Much of the country’s FIFO workforce also comes from New South Wales and Victoria, which have been excluded from the recent Western Australia border relaxations.
The Western Australian Government will only allow travellers to bypass quarantine from ‘very low risk’ states, while Victoria and New South Wales are deemed ‘low risk’ and require travellers to self quarantine for 14 days and present for a COVID-19 test on the 11th day of quarantine.
Western Australia Premier Mark McGowan said this marked a step out of its hard borer closure into a controlled border.

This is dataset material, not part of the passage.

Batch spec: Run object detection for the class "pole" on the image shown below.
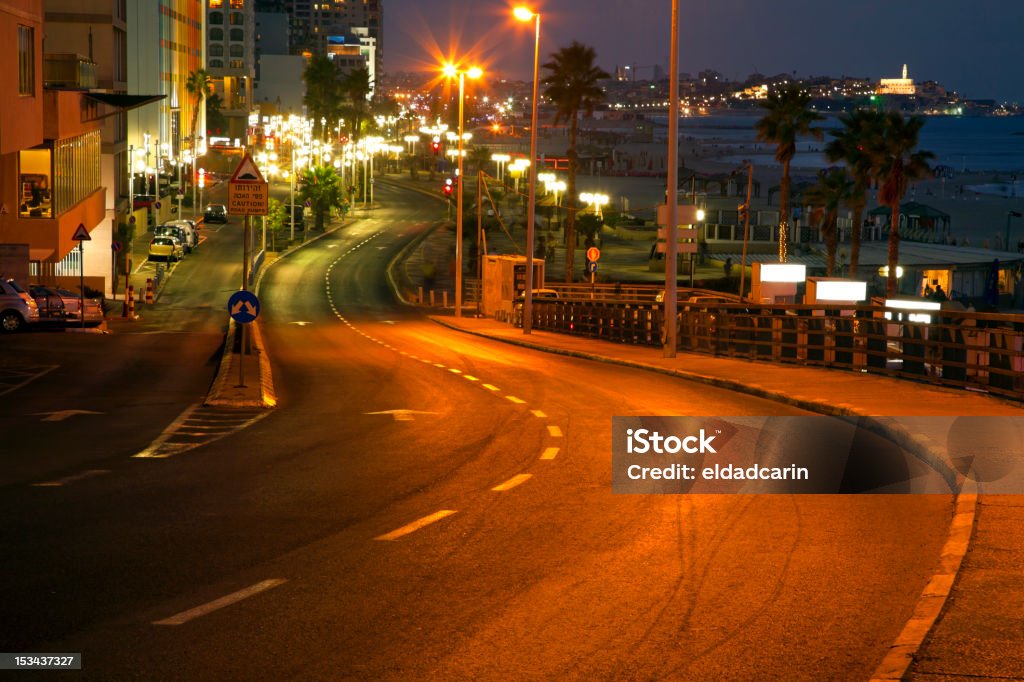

“All through this pandemic we have been guided by our health advice, and it has served us well as we have embarked on our own unique recovery, best suited to Western Australia,” McGowan said.
“Based on the health advice, we are now at the next step of our journey to safely and sensibly transition from our hard border to a new controlled interstate border.
“For more than seven months Western Australia has been isolated from the rest of the country, as we protected our community from COVID-19 and emerged from our own restrictions safely, inside our island within an island.
“The virus has not been defeated around the world, therefore we must work together to prevent a serious outbreak and not jeopardise the hard work of each and every Western Australian.
“We also must take a cautious approach to our international border and not rush to opening to other countries, this is something I continue to raise with the Commonwealth Government.”